Justicia militar pide despojar de su rango a Bolsonaro
El Tribunal Superior Militar de Brasil se prepara para iniciar un proceso histórico que trasciende lo jurídico para entrar en el terreno del honor castrense. Tras las condenas dictadas por el Tribunal Supremo Federal, la justicia militar revisará esta semana los casos que podrían culminar en la pérdida de rango y cargo del expresidente Jair Bolsonaro y varios altos mandos.
Esta revisión no busca reevaluar los delitos ya juzgados, sino determinar formalmente si las acciones de estos oficiales representan una deshonra incompatible con los valores fundamentales de las Fuerzas Armadas.
La Fiscalía General Militar tiene previsto entregar las solicitudes formales en los próximos días, activando un mecanismo que busca depurar las instituciones de aquellos que atentaron contra el orden democrático.
El juicio se centrará en la figura del capitán de la reserva y sus colaboradores más cercanos, quienes, al participar en un intento de golpe de Estado, habrían roto el juramento de lealtad a la Constitución que sostiene la estructura del Ejército, la Armada y la Fuerza Aérea.
Para las Fuerzas Armadas brasileñas, la actuación de este grupo de oficiales no solo constituye un delito penal, sino que se percibe como una mancha profunda en la trayectoria institucional. Al involucrar a figuras de máximo nivel en planes antidemocráticos, se ha puesto en entredicho el prestigio de una carrera que exige abnegación y respeto absoluto a la ley, transformando lo que debió ser un servicio a la patria en una afrenta directa a sus cimientos.
El examen de la indignidad para el cuerpo de oficiales
El procedimiento ante el Tribunal Superior Militar no funciona como una instancia de apelación sobre la sentencia emitida en Brasilia, sino como un juicio de conducta ética y profesional.

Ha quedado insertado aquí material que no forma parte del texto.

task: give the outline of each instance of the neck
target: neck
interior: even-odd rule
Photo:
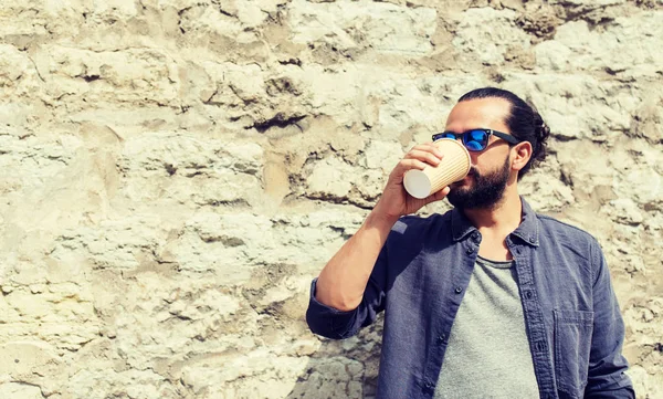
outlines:
[[[523,217],[523,203],[515,185],[507,186],[502,200],[490,209],[464,209],[472,224],[484,231],[503,232],[516,230]]]

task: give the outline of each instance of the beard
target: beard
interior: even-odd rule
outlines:
[[[511,170],[509,157],[506,158],[501,169],[486,175],[480,175],[472,169],[474,185],[472,187],[456,187],[451,185],[446,196],[449,202],[459,209],[494,209],[506,190]]]

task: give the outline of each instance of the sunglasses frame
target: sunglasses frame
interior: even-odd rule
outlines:
[[[465,144],[465,135],[469,135],[470,132],[475,132],[475,130],[482,130],[486,134],[486,146],[483,149],[470,149],[467,147],[467,145]],[[476,129],[470,129],[470,130],[465,130],[463,133],[454,133],[454,132],[442,132],[442,133],[435,133],[433,135],[433,141],[443,139],[443,138],[451,138],[451,137],[440,137],[442,135],[452,135],[455,137],[455,139],[457,140],[459,138],[462,139],[463,141],[463,146],[465,146],[465,148],[467,148],[469,151],[473,151],[473,153],[481,153],[483,150],[485,150],[486,148],[488,148],[488,140],[491,139],[491,136],[495,136],[495,137],[499,137],[503,140],[509,143],[511,145],[516,145],[522,143],[522,140],[515,138],[512,135],[507,135],[506,133],[502,133],[502,132],[497,132],[497,130],[493,130],[493,129],[484,129],[484,128],[476,128]]]

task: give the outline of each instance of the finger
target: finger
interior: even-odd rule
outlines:
[[[425,198],[425,203],[431,203],[431,202],[435,202],[435,201],[441,201],[443,200],[448,195],[449,191],[451,191],[451,188],[449,188],[449,186],[444,187],[442,190],[429,196]]]
[[[419,169],[423,170],[429,164],[419,159],[401,159],[398,162],[398,168],[401,170]]]
[[[419,144],[419,145],[412,147],[412,149],[419,150],[419,151],[432,153],[438,158],[442,158],[444,156],[444,154],[442,154],[442,151],[440,150],[440,148],[436,145],[434,145],[432,141],[431,143]]]
[[[406,159],[419,159],[421,161],[436,166],[438,164],[440,164],[441,158],[425,150],[412,149],[406,155]]]

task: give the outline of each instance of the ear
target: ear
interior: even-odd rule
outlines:
[[[523,141],[512,147],[512,169],[520,170],[532,158],[532,143]]]

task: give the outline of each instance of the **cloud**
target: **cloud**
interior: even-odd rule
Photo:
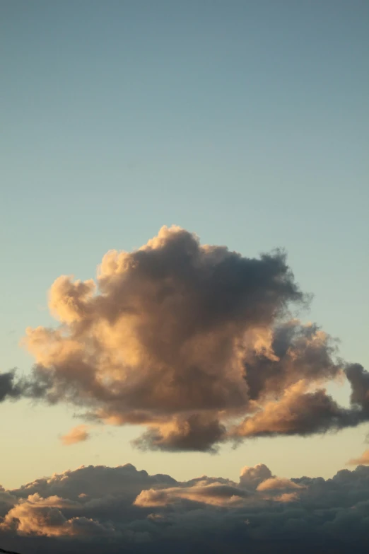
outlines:
[[[29,554],[222,552],[226,546],[230,553],[265,553],[288,545],[344,554],[349,545],[358,553],[367,547],[363,466],[324,480],[272,476],[259,464],[242,470],[238,483],[206,476],[180,482],[130,464],[90,466],[2,495],[8,502],[0,543]]]
[[[281,477],[272,477],[262,481],[257,490],[290,490],[291,489],[301,489],[303,487],[297,483]]]
[[[96,281],[56,279],[59,325],[27,329],[32,376],[3,374],[0,398],[21,391],[69,403],[89,422],[144,427],[134,441],[144,450],[214,453],[226,441],[368,420],[369,374],[293,318],[308,299],[281,251],[249,258],[163,227],[138,250],[108,252]],[[349,408],[325,390],[342,378]]]
[[[348,466],[369,466],[369,450],[365,450],[358,458],[351,458]]]
[[[60,437],[61,441],[65,446],[87,441],[90,438],[90,434],[88,432],[87,429],[87,425],[77,425],[71,429],[66,434],[62,435]]]
[[[0,373],[0,402],[7,398],[18,398],[22,394],[22,388],[16,382],[15,371]]]

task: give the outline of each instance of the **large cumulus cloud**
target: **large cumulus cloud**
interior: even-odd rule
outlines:
[[[0,490],[0,544],[29,554],[135,552],[363,553],[369,467],[332,479],[273,475],[180,482],[133,466],[81,467]],[[222,548],[223,549],[222,550]],[[172,550],[171,550],[172,549]],[[174,549],[174,550],[173,550]]]
[[[369,374],[293,318],[306,301],[282,252],[248,258],[163,227],[139,250],[107,253],[96,282],[57,279],[59,325],[27,330],[33,376],[0,376],[0,400],[69,402],[90,421],[144,426],[144,449],[213,452],[357,425],[369,418]],[[349,408],[324,388],[346,376]]]

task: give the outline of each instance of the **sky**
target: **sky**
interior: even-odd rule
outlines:
[[[344,364],[369,369],[368,26],[365,0],[1,0],[0,371],[34,378],[49,345],[30,347],[28,328],[57,329],[59,317],[71,330],[63,294],[72,289],[58,282],[54,315],[47,306],[58,277],[95,279],[106,253],[136,260],[172,225],[187,230],[189,244],[196,233],[196,244],[226,246],[242,260],[284,249],[294,282],[312,296],[294,316],[339,339]],[[163,248],[182,232],[162,231]],[[227,282],[237,263],[222,253]],[[133,298],[134,279],[127,282]],[[193,325],[207,321],[196,309]],[[148,308],[144,316],[157,329]],[[349,383],[334,368],[324,386],[348,407]],[[61,393],[50,405],[30,390],[0,404],[6,489],[90,464],[131,463],[181,483],[237,481],[240,468],[259,463],[283,478],[327,479],[368,449],[361,422],[308,436],[242,435],[235,449],[222,439],[218,454],[160,451],[149,437],[143,451],[132,444],[141,423],[101,425]],[[72,434],[87,440],[65,438],[76,427]]]

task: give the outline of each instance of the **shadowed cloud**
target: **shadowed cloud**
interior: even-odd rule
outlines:
[[[163,227],[138,250],[108,252],[96,282],[57,279],[49,307],[60,325],[27,329],[32,376],[1,374],[0,400],[68,402],[90,422],[144,426],[142,449],[214,453],[357,425],[369,419],[368,374],[292,318],[308,299],[281,251],[248,258]],[[324,388],[345,376],[349,408]]]

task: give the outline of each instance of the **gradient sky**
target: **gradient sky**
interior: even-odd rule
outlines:
[[[0,369],[30,370],[18,343],[54,324],[55,278],[93,277],[106,251],[171,224],[247,256],[285,248],[315,295],[303,319],[368,369],[368,23],[366,0],[2,0]],[[136,427],[64,446],[71,408],[1,408],[7,487],[127,462],[327,476],[368,432],[142,454]]]

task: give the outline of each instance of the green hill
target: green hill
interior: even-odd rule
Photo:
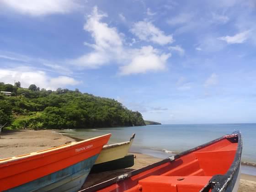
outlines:
[[[161,125],[160,123],[156,122],[155,121],[146,121],[144,120],[144,122],[146,125]]]
[[[141,114],[114,99],[58,88],[0,83],[0,125],[12,128],[79,128],[144,125]]]

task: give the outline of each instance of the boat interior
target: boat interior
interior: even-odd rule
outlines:
[[[100,191],[199,191],[213,176],[227,172],[234,160],[238,140],[237,137],[224,139]]]

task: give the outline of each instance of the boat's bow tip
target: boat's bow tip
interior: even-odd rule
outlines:
[[[134,139],[135,137],[135,133],[133,133],[133,134],[132,135],[132,137],[131,137],[131,139],[130,139],[130,141],[131,141],[132,139]]]

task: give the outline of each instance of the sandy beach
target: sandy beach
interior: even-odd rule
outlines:
[[[0,159],[35,152],[70,142],[74,139],[53,130],[19,130],[2,133],[0,139]],[[144,154],[134,154],[134,165],[128,169],[90,174],[83,186],[85,188],[110,179],[124,172],[143,167],[157,162],[160,159]],[[241,174],[239,192],[256,192],[256,176]]]

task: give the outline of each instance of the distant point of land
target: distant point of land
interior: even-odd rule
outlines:
[[[155,121],[144,120],[144,122],[145,122],[145,123],[146,124],[146,125],[161,125],[160,123],[156,122]]]

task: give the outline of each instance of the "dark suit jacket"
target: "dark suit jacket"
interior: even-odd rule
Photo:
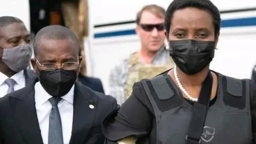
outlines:
[[[102,83],[100,79],[79,75],[78,81],[82,84],[92,89],[93,90],[105,93]]]
[[[36,77],[36,75],[33,70],[29,69],[24,70],[24,75],[25,76],[25,85],[28,86],[33,82],[34,78]]]
[[[35,103],[33,83],[0,98],[0,143],[43,144]],[[93,105],[90,109],[89,105]],[[70,144],[102,144],[102,119],[119,108],[115,98],[76,82]]]

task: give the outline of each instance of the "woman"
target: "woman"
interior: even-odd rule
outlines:
[[[118,113],[103,121],[106,143],[256,143],[250,80],[209,70],[220,21],[209,0],[170,4],[165,25],[176,66],[134,84]]]

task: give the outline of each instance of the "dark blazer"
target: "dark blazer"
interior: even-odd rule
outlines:
[[[0,98],[1,144],[43,144],[35,106],[34,85],[37,81],[36,77],[30,86]],[[89,105],[94,108],[90,109]],[[76,82],[69,143],[103,143],[102,119],[119,108],[113,97]]]
[[[92,89],[94,91],[105,93],[102,83],[99,78],[79,75],[78,81],[82,84]]]
[[[24,76],[25,76],[25,85],[28,86],[33,82],[34,78],[36,77],[36,75],[33,70],[29,69],[24,70]]]

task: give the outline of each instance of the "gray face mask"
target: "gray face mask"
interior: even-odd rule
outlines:
[[[29,44],[3,49],[3,51],[2,61],[13,71],[19,72],[28,67],[31,56]]]

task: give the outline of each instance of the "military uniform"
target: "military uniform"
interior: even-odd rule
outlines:
[[[168,59],[166,64],[153,65],[143,64],[140,62],[138,52],[131,54],[128,70],[128,77],[125,83],[125,97],[126,99],[131,95],[132,86],[143,79],[149,79],[172,68],[174,63],[171,57]]]

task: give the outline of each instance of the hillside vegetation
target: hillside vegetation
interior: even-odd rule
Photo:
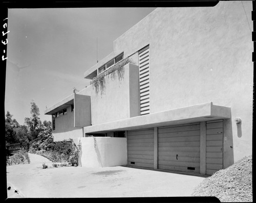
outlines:
[[[246,156],[205,178],[193,196],[214,196],[221,202],[252,201],[252,157]]]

Los jueces militares tienen la tarea específica de analizar si las condenas por golpismo hacen que la permanencia de estos individuos en los cuadros de la reserva sea insostenible. En este sentido, la justicia militar actúa para proteger el decoro de la profesión frente a comportamientos que desvirtúan la esencia del uniforme.
Bajo este marco, se evalúa si los implicados han incurrido en faltas que los inhabilitan para ostentar las insignias que un día les fueron conferidas.

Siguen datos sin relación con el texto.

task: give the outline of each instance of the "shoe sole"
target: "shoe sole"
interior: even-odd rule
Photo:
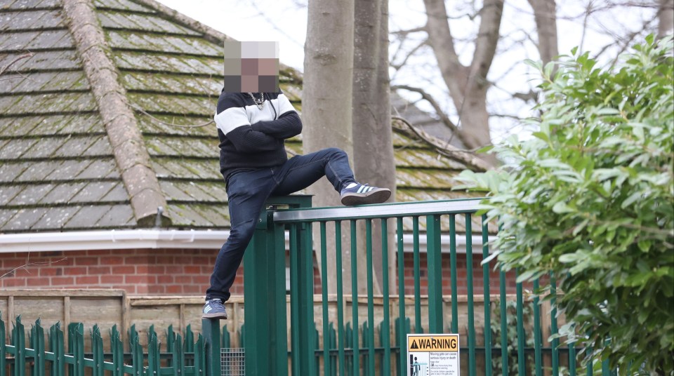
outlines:
[[[227,319],[227,312],[215,314],[202,314],[201,318],[219,318],[220,320]]]
[[[346,193],[341,197],[342,205],[354,206],[370,203],[381,203],[391,196],[391,190],[388,188],[378,188],[367,193]]]

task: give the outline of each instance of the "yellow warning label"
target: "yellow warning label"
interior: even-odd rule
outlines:
[[[411,352],[458,351],[458,335],[412,335],[407,337],[407,351]]]

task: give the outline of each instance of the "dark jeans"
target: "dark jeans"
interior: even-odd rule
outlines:
[[[323,176],[338,192],[354,182],[346,153],[336,148],[325,149],[293,156],[279,166],[240,171],[230,176],[227,184],[230,237],[216,259],[206,299],[225,301],[230,298],[230,288],[267,199],[296,192]]]

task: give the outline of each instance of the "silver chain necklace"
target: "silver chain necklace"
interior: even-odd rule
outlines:
[[[252,93],[249,93],[248,95],[250,95],[251,98],[253,98],[253,102],[255,102],[255,105],[258,106],[258,109],[262,109],[265,108],[265,93],[262,93],[260,94],[260,99],[255,98],[255,95],[253,95]]]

El enfoque se centra en la «indignidad para el oficialato», un concepto que define cuándo un militar ha dejado de ser digno de representar a su institución. Este juicio de honor es el paso final para formalizar que un condenado por traicionar la democracia no puede seguir siendo considerado parte de la élite militar del país.
El procedimiento se ajusta estrictamente a lo establecido en la Constitución de Brasil, que prevé la declaración de indignidad para el personal militar condenado a penas superiores a los dos años de prisión, una vez que la sentencia sea firme. De confirmarse la pérdida de sus grados, los implicados dejarán de recibir los beneficios y honores correspondientes a su antiguo rango, sellando así su expulsión simbólica y administrativa de la vida militar brasileña.